The engineering profession benefits from including women’s perspectives, experiences, and approaches to problem-solving. These seven engineers prove that point through their innovative solutions.

Representation Creates Possibility

Every girl who sees Esther Kimani winning engineering prizes, Vivian Arinaitwe saving babies’ lives, or Carol Ofafa building electric mobility infrastructure learns that engineering is for her too. She learns that African women can excel in technical fields and that engineering can be a tool for creating the change she wants to see.
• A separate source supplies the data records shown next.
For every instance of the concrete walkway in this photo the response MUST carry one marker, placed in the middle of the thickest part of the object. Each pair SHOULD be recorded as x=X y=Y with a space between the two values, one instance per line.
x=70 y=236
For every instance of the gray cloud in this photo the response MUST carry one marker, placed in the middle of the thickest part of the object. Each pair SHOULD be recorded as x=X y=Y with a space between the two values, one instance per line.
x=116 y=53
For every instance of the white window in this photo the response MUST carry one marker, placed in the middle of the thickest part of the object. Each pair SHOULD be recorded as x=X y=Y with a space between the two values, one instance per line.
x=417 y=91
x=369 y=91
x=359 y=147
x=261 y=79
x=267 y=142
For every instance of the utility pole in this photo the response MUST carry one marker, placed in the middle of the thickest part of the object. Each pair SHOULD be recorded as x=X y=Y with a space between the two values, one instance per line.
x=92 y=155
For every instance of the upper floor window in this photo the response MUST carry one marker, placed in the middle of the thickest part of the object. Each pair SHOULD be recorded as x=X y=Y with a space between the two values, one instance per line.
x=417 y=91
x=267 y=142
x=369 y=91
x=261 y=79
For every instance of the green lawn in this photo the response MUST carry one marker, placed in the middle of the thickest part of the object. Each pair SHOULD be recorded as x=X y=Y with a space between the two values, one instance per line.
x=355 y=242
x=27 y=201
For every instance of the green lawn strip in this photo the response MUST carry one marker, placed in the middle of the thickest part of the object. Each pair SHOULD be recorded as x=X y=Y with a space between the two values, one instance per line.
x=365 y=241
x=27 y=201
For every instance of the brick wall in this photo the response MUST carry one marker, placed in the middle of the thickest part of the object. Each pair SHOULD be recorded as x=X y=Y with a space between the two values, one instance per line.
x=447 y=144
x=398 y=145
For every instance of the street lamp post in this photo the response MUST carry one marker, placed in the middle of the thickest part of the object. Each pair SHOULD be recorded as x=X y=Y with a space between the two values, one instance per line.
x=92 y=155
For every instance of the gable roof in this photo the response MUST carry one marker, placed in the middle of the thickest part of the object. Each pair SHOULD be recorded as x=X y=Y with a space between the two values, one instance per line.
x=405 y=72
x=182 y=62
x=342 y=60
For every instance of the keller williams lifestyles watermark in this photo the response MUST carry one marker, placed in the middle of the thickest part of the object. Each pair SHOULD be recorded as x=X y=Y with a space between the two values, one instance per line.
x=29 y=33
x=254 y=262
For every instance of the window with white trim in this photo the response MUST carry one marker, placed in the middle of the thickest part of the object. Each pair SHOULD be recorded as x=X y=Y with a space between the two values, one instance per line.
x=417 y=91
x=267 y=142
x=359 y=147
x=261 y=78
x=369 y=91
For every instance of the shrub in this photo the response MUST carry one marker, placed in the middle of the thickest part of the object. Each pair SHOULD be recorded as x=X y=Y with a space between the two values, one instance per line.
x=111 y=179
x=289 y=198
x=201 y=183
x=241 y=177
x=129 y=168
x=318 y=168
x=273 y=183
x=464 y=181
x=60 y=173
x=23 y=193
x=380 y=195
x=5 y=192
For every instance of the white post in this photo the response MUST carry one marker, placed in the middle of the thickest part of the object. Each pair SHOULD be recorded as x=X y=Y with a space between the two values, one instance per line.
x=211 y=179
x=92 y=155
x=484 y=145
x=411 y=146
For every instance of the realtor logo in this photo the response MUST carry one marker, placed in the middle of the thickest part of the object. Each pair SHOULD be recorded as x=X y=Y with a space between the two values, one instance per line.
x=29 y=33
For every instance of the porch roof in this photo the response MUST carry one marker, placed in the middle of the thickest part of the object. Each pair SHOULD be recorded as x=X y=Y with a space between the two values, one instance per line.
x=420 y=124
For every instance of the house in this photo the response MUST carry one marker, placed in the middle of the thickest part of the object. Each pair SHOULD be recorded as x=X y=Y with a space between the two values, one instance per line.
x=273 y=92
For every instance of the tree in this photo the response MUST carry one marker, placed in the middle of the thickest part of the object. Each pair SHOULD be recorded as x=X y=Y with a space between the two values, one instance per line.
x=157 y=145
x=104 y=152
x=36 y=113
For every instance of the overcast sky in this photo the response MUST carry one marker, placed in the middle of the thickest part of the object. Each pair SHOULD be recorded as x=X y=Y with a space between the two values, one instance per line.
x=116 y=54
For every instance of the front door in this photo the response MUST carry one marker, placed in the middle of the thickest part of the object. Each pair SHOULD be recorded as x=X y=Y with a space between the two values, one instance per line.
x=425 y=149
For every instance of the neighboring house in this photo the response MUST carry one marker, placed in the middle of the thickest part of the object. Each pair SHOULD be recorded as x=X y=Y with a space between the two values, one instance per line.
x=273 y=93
This representation matters because career choices are shaped by visible possibilities. The more African women see themselves reflected in engineering success stories, the more will pursue engineering education and careers.

Engineering Advances Leadership and Impact

These women started as engineers solving specific problems. As their innovations succeeded, they became company founders, team leaders, and voices shaping engineering conversations across Africa and globally.

Their journeys show how engineering excellence creates opportunities for leadership and amplified impact. Technical skills open doors, but understanding how to position yourself strategically determines how wide those doors open and what you can accomplish through them.

Join the African Women in STEM Community

If these engineering stories inspire you, whether you’re an engineering student, early-career engineer, or established professional, you don’t have to navigate your journey alone.

The African Women in STEM community exists specifically to support women building careers and creating impact through science, technology, engineering, and mathematics. When you join, you become part of a network of professionals committed to supporting each other’s success.

Join the African Women in STEM Membership Today

Together, we’re building a future where every African girl knows she belongs in engineering, and every African woman engineer has the support she needs to reach her full potential and create maximum impact.

Your Journey Matters

This International Women’s Day 2026, we celebrate not just these seven engineers, but every African woman studying engineering, designing solutions, starting companies, or working to make engineering more inclusive and impactful.

The next generation of African girls is watching. 

Happy International Women’s Day 2026. The future of African engineering is female, and it includes you.